Russchenberg begon zijn loopbaan bij de TU Delft, bij EWI, met het doen van metingen (op het dak van het gebouw) in een onderzoek naar de invloed van de atmosfeer op de kwaliteit van satellietsignalen. De invalshoek was een heel praktische: telecombedrijven wilden weten hoe vaak radiosignalen via satellieten uitvielen door hevige regenbuien of een dicht wolkendek. Zijn interesse ging verder, richting de ‘pure fysica’ van processen in de atmosfeer. Russchenberg stapte in 2012 over van de faculteit EWI naar de overkant, Civiele Techniek en Geowetenschappen, naar het nieuwe onderdeel Geoscience & Remote Sensing.

‘Dit is een goede plek voor samenwerking en dwarsverbanden. Aardwetenschappen worden steeds belangrijker, ook voor de mensen van Civiele Techniek. Denk bijvoorbeeld aan de meer extreme neerslag door klimaatverandering. Door snel toenemende urbanisatie krijg je veel grotere versteende oppervlakken die regenwater niet opnemen. Dus moet je hemelwater opvangen en wegleiden.’ Kortom, ook de architecten, stedenbouwers en ruimtelijke ordening-mensen hebben ermee te maken, en dus legt Russchenberg de contacten met de faculteit Bouwkunde. En, in eigen huis, met de waterbouwkundigen die zich buigen over zeespiegelstijging, kustbescherming of het beperken van schade door overstroming.

En het veranderende klimaat heeft ook maatschappelijk-bestuurlijk consequenties; de link met de faculteit TBM. ‘Ingenieurs willen een probleem liefst zo snel mogelijk technisch oplossen, maar dat is vaak in sociaal opzicht niet de beste oplossing. Denk maar aan het plan om CO2 in Barendrecht op te slaan in de ondergrond. Daar speelde de sociale component heel sterk. Mensen wilden het niet, net zoals ze vaak geen windmolen in de achtertuin willen. Dus moet je goed kijken naar de nodige beleidsinstrumenten.’

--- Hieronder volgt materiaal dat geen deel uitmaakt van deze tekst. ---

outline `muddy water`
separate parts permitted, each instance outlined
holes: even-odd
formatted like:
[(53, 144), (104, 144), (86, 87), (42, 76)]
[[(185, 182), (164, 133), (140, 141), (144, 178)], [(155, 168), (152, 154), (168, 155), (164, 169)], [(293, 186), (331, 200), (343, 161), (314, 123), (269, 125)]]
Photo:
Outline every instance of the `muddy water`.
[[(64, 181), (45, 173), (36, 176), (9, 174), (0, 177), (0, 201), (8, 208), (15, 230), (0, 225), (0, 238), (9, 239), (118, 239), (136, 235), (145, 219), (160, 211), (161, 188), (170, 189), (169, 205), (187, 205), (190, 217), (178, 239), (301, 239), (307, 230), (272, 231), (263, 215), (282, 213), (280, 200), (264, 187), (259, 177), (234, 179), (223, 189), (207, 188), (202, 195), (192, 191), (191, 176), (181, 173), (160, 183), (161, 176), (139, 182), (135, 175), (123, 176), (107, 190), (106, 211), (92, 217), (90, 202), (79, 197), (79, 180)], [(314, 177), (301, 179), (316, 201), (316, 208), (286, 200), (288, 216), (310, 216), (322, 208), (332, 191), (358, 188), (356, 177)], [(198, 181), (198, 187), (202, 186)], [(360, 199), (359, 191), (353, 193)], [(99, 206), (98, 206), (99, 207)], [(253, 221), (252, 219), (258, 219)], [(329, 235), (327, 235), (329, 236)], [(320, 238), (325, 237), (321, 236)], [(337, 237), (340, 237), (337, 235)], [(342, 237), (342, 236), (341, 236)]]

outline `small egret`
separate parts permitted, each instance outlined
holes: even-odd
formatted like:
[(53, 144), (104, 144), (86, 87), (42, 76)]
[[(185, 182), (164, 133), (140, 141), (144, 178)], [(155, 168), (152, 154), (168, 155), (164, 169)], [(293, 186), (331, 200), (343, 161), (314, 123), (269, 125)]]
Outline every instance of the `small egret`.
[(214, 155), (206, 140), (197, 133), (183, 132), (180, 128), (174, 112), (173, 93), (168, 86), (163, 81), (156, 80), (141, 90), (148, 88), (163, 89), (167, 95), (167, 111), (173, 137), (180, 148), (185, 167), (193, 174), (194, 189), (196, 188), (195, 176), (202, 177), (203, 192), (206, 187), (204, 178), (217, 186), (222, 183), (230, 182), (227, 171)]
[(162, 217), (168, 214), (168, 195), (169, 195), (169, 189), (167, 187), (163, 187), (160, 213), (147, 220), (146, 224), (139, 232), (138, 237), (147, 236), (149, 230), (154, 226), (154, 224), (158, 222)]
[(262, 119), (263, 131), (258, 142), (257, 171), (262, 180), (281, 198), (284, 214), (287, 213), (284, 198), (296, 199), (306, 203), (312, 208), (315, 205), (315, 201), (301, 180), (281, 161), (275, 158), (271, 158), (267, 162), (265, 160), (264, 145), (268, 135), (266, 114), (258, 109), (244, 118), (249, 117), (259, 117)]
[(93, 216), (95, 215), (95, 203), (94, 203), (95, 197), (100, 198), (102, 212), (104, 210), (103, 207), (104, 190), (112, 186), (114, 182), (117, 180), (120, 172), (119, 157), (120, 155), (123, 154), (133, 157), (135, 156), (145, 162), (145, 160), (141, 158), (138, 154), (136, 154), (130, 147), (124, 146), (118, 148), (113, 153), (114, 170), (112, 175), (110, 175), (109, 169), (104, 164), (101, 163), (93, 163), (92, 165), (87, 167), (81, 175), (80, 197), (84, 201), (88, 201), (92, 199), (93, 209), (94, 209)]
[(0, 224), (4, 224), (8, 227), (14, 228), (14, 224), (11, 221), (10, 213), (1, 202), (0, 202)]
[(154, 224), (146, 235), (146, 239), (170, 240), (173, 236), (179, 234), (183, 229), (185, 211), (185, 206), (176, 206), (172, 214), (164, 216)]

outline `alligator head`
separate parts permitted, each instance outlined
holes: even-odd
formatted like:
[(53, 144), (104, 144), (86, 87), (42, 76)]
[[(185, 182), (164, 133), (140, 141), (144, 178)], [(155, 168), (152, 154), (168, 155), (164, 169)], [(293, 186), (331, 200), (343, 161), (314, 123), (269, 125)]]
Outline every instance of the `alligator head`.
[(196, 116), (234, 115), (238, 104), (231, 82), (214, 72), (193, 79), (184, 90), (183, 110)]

Dat die discussies vaak irrationeel en emotioneel verlopen, beschouwt Russchenberg als een gegeven. Hij volgt natuurlijk ook het publieke debat over klimaatverandering, maar onthoudt zich vooralsnog van deelname. Het gepolariseerde debat is slechts een uitwisseling van standpunten. Dat degenen die menen dat klimaatverandering een verzinsel is zichzelf sceptici noemen, vindt Russchenberg misplaatst. ‘Juist wetenschappers zijn natuurlijk sceptisch. Wij ontkennen de onzekerheden niet. Integendeel, wij zijn juist dól op onzekerheden. Die leveren de vragen op voor ons onderzoek!’
Inspirerende vragen zijn voor Russchenberg, als directeur van het TU Delft Climate Instituut , leidend om onderzoekers van de TU Delft bij elkaar te brengen en uiteindelijk tot nieuwe wetenschappelijke kennis te komen. Door het leggen van de verbanden tussen klimaatgerelateerde projecten, wil hij het instituut verder uitbouwen. Dat moet zich uiteindelijk gaan onderscheiden van andere universitaire groepen op dit gebied door een ‘Delfts’ stempel van hardheid. Ofwel: ‘wat wij zeggen is gebaseerd op cijfers, metingen. Dus klopt het.’